Tak lama kemudian, prajurit lain pun bangun. Bukan sinar matahari yang membangunkan mereka, melainkan aroma makanan. Para juru masak lapangan mulai membagikan jatah.
“Lho, hari ini roti!” seru Slamet, si jangkung, sambil terkekeh tak percaya.

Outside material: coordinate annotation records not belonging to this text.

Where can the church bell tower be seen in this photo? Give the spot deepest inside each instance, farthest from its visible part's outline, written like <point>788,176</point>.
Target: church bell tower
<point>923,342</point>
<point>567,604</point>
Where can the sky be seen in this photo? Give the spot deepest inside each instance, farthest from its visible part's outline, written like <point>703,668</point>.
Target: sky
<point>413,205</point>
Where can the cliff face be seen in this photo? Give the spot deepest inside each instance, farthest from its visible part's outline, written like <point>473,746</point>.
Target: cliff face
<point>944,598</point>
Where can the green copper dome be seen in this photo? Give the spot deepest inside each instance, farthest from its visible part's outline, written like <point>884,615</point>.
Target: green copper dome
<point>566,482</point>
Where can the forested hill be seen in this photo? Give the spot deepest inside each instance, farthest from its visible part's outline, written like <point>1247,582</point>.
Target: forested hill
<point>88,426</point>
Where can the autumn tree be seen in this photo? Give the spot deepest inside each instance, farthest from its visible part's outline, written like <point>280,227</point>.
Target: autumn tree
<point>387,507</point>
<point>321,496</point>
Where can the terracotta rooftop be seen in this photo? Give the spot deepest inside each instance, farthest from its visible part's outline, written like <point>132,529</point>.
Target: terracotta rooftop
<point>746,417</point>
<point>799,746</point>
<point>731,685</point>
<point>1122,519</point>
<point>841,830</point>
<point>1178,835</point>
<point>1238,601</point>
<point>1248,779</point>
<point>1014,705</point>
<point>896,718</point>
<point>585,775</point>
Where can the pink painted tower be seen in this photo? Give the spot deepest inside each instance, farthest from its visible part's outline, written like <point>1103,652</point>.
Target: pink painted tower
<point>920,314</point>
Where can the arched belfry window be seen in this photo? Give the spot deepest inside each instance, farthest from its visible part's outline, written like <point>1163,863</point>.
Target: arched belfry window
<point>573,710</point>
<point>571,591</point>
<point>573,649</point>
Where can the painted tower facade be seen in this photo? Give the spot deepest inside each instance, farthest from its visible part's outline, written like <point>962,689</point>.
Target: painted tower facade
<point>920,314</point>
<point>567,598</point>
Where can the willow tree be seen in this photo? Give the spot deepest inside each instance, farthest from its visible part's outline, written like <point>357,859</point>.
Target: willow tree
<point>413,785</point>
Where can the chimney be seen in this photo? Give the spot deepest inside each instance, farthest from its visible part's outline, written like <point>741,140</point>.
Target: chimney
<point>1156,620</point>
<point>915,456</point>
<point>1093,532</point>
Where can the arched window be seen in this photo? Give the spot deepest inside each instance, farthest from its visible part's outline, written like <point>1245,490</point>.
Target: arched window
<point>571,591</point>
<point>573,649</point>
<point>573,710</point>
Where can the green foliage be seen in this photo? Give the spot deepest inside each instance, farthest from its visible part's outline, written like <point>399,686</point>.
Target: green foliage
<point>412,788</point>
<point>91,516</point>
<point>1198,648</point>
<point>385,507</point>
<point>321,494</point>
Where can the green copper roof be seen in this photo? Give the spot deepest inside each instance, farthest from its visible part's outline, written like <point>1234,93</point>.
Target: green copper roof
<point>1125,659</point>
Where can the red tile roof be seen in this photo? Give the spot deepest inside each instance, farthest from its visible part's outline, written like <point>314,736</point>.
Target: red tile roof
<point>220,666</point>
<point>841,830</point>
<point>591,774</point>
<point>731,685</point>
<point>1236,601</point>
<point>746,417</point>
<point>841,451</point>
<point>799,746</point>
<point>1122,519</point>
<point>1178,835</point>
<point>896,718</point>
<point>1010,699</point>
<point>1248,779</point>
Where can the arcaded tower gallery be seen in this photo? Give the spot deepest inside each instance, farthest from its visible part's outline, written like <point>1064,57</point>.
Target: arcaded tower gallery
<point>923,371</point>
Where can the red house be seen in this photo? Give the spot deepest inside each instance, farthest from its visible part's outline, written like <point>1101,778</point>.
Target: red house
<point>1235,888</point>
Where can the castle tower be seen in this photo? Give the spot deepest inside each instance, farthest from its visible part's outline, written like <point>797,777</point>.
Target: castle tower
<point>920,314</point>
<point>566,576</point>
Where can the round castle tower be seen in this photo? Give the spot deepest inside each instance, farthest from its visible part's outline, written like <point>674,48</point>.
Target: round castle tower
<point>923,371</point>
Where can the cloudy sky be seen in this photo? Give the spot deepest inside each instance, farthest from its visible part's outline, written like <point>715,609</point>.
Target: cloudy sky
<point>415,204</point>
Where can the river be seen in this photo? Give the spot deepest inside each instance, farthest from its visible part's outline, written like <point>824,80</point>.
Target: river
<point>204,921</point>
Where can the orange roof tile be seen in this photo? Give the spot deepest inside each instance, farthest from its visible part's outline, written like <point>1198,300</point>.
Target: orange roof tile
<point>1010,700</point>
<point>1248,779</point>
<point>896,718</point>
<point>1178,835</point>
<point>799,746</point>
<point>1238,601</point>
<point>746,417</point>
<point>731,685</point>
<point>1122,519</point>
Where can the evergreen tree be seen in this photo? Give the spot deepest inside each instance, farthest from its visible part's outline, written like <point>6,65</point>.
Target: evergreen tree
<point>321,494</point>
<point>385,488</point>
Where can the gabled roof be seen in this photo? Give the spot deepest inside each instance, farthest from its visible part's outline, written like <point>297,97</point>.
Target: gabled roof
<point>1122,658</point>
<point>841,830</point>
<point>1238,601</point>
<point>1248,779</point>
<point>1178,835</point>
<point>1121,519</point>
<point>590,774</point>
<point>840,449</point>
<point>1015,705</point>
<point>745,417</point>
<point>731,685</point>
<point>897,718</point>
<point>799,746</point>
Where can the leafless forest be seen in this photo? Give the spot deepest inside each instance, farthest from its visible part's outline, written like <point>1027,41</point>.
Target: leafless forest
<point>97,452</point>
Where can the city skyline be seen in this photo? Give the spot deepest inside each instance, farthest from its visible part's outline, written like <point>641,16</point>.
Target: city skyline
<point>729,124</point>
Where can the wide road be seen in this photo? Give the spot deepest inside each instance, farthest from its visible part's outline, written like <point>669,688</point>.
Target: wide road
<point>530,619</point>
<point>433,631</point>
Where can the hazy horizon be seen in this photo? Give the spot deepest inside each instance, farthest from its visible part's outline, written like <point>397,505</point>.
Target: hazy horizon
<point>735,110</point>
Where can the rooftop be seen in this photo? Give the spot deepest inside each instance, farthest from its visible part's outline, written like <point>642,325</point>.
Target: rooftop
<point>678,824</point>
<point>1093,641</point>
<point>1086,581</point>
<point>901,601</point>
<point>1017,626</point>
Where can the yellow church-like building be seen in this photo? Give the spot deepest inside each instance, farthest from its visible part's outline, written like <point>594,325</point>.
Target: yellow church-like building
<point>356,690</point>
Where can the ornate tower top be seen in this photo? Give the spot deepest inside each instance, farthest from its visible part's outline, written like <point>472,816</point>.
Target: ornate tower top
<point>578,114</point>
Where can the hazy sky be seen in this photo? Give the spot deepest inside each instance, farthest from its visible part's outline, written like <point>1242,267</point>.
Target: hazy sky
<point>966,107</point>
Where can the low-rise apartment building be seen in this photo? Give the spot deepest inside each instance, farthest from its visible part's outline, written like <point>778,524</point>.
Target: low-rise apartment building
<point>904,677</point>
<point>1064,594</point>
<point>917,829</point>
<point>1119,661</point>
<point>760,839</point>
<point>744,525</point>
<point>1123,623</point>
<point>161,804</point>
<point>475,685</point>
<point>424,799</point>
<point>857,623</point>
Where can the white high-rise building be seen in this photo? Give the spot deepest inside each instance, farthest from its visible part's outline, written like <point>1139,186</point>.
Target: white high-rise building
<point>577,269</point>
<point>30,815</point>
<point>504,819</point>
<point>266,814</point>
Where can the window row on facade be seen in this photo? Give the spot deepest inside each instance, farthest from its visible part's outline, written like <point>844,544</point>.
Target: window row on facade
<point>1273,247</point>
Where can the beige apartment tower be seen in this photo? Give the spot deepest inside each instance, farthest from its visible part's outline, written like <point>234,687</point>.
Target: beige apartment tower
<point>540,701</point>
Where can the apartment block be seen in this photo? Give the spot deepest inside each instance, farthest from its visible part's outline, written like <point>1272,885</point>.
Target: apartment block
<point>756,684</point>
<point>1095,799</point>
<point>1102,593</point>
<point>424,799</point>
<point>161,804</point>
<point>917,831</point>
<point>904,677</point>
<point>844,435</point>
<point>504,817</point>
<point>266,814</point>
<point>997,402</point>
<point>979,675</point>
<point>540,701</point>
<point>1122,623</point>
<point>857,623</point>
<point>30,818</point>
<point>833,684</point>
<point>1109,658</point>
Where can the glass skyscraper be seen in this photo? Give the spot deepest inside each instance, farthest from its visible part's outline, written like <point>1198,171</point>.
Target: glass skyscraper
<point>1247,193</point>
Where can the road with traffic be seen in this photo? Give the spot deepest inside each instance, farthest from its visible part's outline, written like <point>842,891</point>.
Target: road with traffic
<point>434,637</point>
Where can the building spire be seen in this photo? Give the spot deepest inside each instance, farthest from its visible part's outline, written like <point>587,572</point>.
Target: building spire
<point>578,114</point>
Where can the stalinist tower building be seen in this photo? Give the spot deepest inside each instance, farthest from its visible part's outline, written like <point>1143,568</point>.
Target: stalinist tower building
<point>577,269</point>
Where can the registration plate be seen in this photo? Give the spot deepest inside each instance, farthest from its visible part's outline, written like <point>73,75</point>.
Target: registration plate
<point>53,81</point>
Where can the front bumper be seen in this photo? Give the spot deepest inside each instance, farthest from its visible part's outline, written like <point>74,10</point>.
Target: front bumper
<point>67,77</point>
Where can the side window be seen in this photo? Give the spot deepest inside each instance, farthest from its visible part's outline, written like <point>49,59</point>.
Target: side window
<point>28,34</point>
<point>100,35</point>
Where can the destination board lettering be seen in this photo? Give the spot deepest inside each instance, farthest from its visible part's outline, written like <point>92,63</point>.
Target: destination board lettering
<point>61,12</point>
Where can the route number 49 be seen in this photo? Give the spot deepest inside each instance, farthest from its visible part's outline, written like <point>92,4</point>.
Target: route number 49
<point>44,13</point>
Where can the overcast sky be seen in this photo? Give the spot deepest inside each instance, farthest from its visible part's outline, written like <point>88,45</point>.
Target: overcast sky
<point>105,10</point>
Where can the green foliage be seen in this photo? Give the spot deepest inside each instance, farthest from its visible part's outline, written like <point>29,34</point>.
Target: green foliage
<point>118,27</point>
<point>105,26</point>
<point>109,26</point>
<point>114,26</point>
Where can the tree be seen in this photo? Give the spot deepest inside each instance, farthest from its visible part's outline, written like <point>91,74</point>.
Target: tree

“Kau seharusnya berterima kasih pada Kamerad Surya,” ujar Purwanto sambil melirik ke arah Surya. “Itu semua berkat dia.”
“Betul!” sahut yang lain.
Lalu terdengar suara serempak penuh semangat:
“Untuk rotimu, Surya!”
Sang juru masak rupanya menangkap sesuatu dari sikap para prajurit. Ia diam-diam menyelipkan setengah potong roti tambahan ke dalam kaleng makan Surya, lalu menggenggam tangannya erat.
“Merupakan kehormatan bagiku bertemu denganmu, Kamerad Surya!”
“Terima kasih,” jawab Surya tenang, menerima hadiah itu tanpa banyak kata.
Namun sebelum sepotong roti itu sempat ia gigit, suara tembakan keras tiba-tiba pecah di kejauhan.
Surya tidak panik. Ia menutup kaleng makanannya, memasukkannya ke dalam ransel, lalu meraih senapan. Sementara itu, prajurit lain buru-buru menjatuhkan jatah makan mereka, berlari ke parit, dan bersiap di garis tembak.
Ternyata benar apa yang diperkirakan Surya…
Kali ini agak berbeda. Hanya terdengar letusan singkat, tanpa rentetan panjang artileri, dan suaranya datang dari arah selatan. Itu tanda jelas: bukan Belanda yang menyerang.
Tak lama kemudian, suara pun mereda. Hening kembali menyelimuti benteng pertahanan, hanya sesekali terdengar gonggongan keras anjing-anjing gembala milik musuh.
“Itu pasti kawan-kawan dari Pos Tugu!” bisik Okta dengan bersemangat. “Mereka coba menyeberangi Kali semalam, ingin merapat ke sini!”
“Tapi sepertinya gagal,” Surya menggeleng pelan.
Namun ia segera sadar bahwa dugaannya keliru. Tepat ketika para prajurit mulai menurunkan senapan, sebuah titik hitam kecil muncul dari balik kabut tebal. Sosok itu terhuyung-huyung, makin lama makin dekat, langsung menuju parit mereka.